Although Nintendo has assured the public more SNES consoles are being made this time around, there’s still a good chance that demand will far outweigh supply. That’s why it’s best to be prepared, and we’ve got you covered with the tools and tips you need to increase your odds of nabbing the SNES unicorn.

In-Stock Checkers

As the name suggests online in-stock checkers such as NowInStock and Zoolert track product inventory at popular retailers such as Walmart, Target, Amazon, Best Buy, and GameStop. Totally free to use, these services will send you emails, text messages, or browser alerts when your target item—the SNES Classic Edition—is available to purchase. Nowinstock and Zoolert auto-update every minute which is as fast as you can get beyond manually spamming the refresh key.

Google Chrome Extensions

If you’re a Google Chrome user, there are a number of extensions that will give you an edge during your quest for the SNES Classic Edition; my favorites are Keepa – Amazon Price Tracker and Savelist. The former adds a little box to each Amazon product page with a fancy graph and tons of useful info. Ignore that for now, all you need is the Track Product feature.

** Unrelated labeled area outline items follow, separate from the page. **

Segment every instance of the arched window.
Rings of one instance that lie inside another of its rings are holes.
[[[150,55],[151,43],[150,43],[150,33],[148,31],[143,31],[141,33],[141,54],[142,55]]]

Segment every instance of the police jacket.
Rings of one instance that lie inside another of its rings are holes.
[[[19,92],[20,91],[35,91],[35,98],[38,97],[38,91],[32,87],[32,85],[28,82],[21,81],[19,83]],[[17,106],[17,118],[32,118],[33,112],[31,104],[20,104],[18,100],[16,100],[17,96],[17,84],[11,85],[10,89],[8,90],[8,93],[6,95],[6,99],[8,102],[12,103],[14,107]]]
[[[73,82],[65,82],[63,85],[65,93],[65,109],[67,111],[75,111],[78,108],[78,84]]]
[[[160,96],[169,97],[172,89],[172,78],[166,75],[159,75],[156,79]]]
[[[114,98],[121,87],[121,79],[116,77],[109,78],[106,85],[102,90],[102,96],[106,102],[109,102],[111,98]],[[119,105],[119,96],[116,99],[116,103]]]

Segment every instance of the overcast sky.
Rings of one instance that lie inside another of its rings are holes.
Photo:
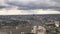
[[[0,0],[0,15],[60,14],[60,0]]]

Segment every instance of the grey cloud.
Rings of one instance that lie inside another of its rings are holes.
[[[58,10],[60,11],[60,0],[10,0],[6,1],[6,4],[9,6],[4,6],[1,8],[12,8],[12,6],[18,7],[18,10],[35,10],[35,9],[43,9],[43,10]]]

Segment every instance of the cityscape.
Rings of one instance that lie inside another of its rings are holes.
[[[0,15],[0,34],[60,34],[60,14]]]

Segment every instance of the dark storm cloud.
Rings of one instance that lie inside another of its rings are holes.
[[[35,9],[43,9],[43,10],[58,10],[60,11],[60,0],[10,0],[6,1],[8,6],[3,6],[1,8],[12,8],[12,6],[18,7],[18,10],[35,10]]]

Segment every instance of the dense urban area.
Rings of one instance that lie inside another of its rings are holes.
[[[0,34],[60,34],[60,15],[0,15]]]

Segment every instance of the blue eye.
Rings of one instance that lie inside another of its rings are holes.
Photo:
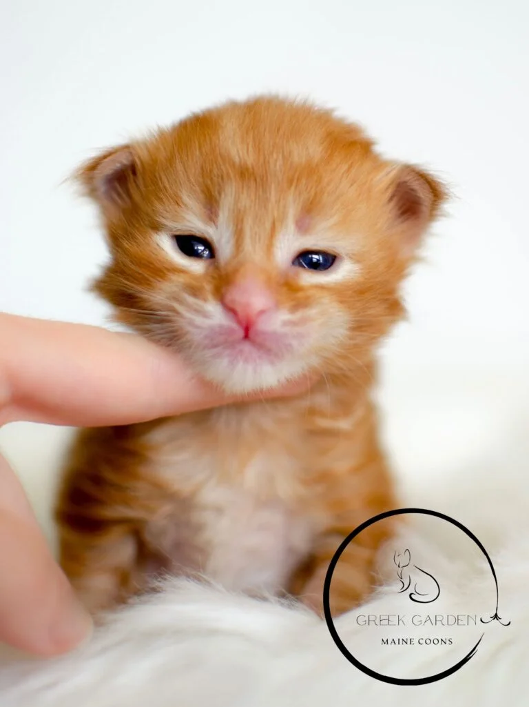
[[[189,258],[211,260],[215,257],[213,247],[206,238],[198,235],[175,235],[174,241],[182,252]]]
[[[292,262],[296,267],[304,267],[307,270],[328,270],[336,259],[335,255],[326,253],[323,250],[304,250]]]

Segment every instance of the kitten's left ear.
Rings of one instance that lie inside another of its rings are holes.
[[[132,146],[120,145],[81,165],[73,178],[103,214],[112,218],[132,204],[138,171]]]
[[[386,174],[393,228],[400,233],[405,255],[411,255],[448,198],[441,182],[411,165],[394,165]]]

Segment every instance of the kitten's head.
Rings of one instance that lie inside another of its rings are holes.
[[[369,356],[444,190],[355,126],[277,98],[192,115],[83,165],[119,320],[242,392]]]

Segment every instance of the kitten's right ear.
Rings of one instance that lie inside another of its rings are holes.
[[[81,165],[73,178],[103,214],[112,218],[131,204],[137,176],[132,147],[121,145]]]

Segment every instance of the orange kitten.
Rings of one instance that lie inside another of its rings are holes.
[[[274,98],[192,115],[78,176],[112,256],[95,288],[117,320],[231,392],[321,378],[292,399],[81,432],[57,508],[63,566],[93,612],[160,569],[321,610],[340,540],[396,506],[374,351],[442,187],[331,112]],[[383,539],[343,556],[335,613],[369,592]]]

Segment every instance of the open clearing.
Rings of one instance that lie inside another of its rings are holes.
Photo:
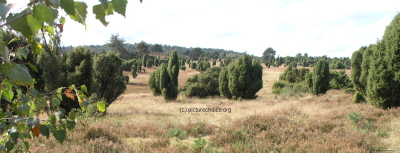
[[[130,78],[126,92],[108,107],[106,116],[77,125],[64,145],[39,138],[32,142],[32,151],[396,152],[400,148],[400,109],[352,104],[352,94],[344,90],[330,90],[320,97],[274,95],[272,84],[285,68],[263,67],[264,84],[257,99],[198,99],[181,94],[169,103],[151,94],[147,78],[154,69],[146,69],[136,79]],[[190,68],[180,71],[178,88],[198,73]],[[226,108],[231,112],[181,113],[182,108]],[[197,140],[206,143],[198,145]]]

Keepa will monitor any Amazon product and send you an alert when it comes in stock. Alerts are deliverable through email, Twitter, Facebook Messenger, desktop notifications and more. Its notification speed is just about on par with the in-stock checkers, but what really sets Keepa apart is the sheer amount of information it provides such as how popular a product is during any given period and price history reports from both Amazon and third-party sellers. It’s great for deal hunting and buying limited merchandise.

Where Keepa only works with Amazon, Savelist works virtually everywhere. It has similar notification features but it’s most valuable for keeping all your most-wanted items in order, especially if the SNES Classic Edition isn’t the only thing you’ve set your sights on. Savelist monitor’s product pages from anywhere on the internet and allows users to organize those websites into lists.